Isn’t that how it should be?  We are all different and we all have various callings and gifts in God’s vineyard.  And just as the carpenter encouraged the goldsmith and he that smoothed with the hammer encouraged him that smote the anvil in today’s passage of Scripture, we should continually encourage one another along life’s way.   

Everyone needs to hear the words “you’re doing a good job”.  As we look at others, we can be so quick to judge and condemn and seek out their faults.  There is some good in everyone, and wouldn’t it be better for us to seek for it and focus on it and encourage them in it?  Rather than zone in on the wrong things we may think they are doing?  And truly we may not see the whole picture or understand what is motivating them, so really we have no right to utter critical, discouraging words.

Sis. Rose truly encouraged me tonight, as she has so many times before.  Right in the midst of her own grief, she found words of comfort for my hurting heart.  She looks beyond her own circumstances to the reality that others have needs, too.  She has been a source of encouragement to me for years.  I told her tonight how much her consistent life for God has meant to me, and she told me how much she appreciated me saying that.  Who knows?  Maybe she needed some encouragement, too. 

I came across this little excerpt written by Ira Sankey that I would like to share.
“During the re­cent war in the Trans­vaal,” said a gen­tle­man at my meet­ing in Ex­e­ter Hall, Lon­don, in 1900, “when the sol­diers go­ing to the front were pass­ing ano­ther bo­dy of sol­diers whom they re­cog­nized, their greet­ings used to be, ‘Four-nine-four, boys; four-nine-four;’ and the sa­lute would in­var­i­a­bly be an­swered with ‘Six fur­ther on, boys; six fur­ther on.’ The sig­nif­i­cance of this was that, in ‘Sac­red Songs and So­los,’ a num­ber of co­pies of the small edi­tion of which had been sent to the front, num­ber 494 was ‘God be with you un­til we meet again;’ and six fur­ther on than 494, or num­ber 500, was ‘Bless­ed As­sur­ance, Je­sus is mine.’”  In order to maintain their morale, the soldiers would call out these encouraging words as they passed one another!

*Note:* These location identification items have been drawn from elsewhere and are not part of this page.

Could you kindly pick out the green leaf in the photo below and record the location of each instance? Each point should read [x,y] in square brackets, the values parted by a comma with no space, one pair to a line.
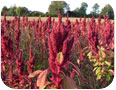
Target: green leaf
[89,55]
[111,72]
[69,83]
[102,54]
[60,57]
[97,70]
[96,64]
[99,76]
[108,77]
[108,63]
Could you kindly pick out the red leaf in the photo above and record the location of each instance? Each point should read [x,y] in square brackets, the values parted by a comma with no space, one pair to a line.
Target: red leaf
[35,73]
[42,79]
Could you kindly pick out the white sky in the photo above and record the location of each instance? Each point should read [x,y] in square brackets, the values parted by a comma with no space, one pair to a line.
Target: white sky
[42,5]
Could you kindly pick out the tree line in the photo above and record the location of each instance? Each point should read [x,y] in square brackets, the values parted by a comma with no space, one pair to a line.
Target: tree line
[60,7]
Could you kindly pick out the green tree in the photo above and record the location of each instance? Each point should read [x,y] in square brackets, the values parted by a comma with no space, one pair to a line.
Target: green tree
[108,11]
[83,9]
[4,10]
[95,9]
[21,11]
[58,7]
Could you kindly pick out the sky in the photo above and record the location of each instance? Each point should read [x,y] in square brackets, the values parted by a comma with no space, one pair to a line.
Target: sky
[42,5]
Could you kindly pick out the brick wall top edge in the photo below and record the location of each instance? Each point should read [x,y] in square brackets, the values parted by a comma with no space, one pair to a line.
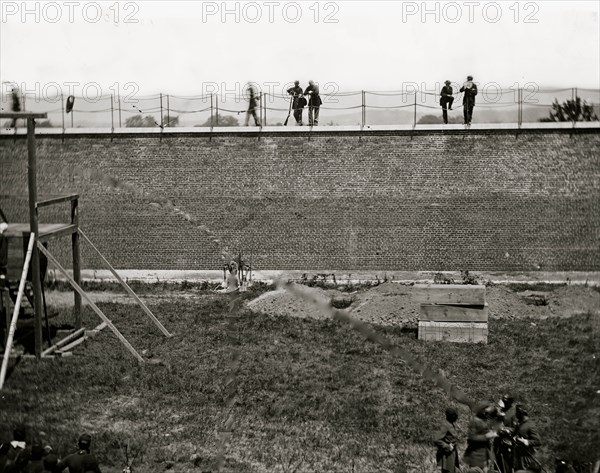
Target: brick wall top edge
[275,131]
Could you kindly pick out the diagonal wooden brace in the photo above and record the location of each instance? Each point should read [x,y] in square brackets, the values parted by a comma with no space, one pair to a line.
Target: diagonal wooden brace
[92,305]
[127,288]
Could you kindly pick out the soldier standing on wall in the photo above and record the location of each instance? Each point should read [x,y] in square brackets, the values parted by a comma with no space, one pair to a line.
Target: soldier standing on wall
[298,102]
[314,102]
[445,440]
[252,106]
[470,90]
[446,100]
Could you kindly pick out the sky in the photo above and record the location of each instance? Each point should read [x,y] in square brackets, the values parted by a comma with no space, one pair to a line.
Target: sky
[193,47]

So, how about it, my friend?  Anyone in your life who could gain something from hearing you say “Be of good courage” or “You’re doing a good job”?  How about your child?  How about your spouse?  How about that difficult co-worker?  Sometimes, we can be so caught up in our own problems, we fail to see the need of encouragement in those closest to us.  Instead of focusing on everything they are doing wrong, find something they are doing right, and hammer away at it.  You might be surprised to find out how much they need it!  And who knows, YOU may be the one who ends up being encouraged!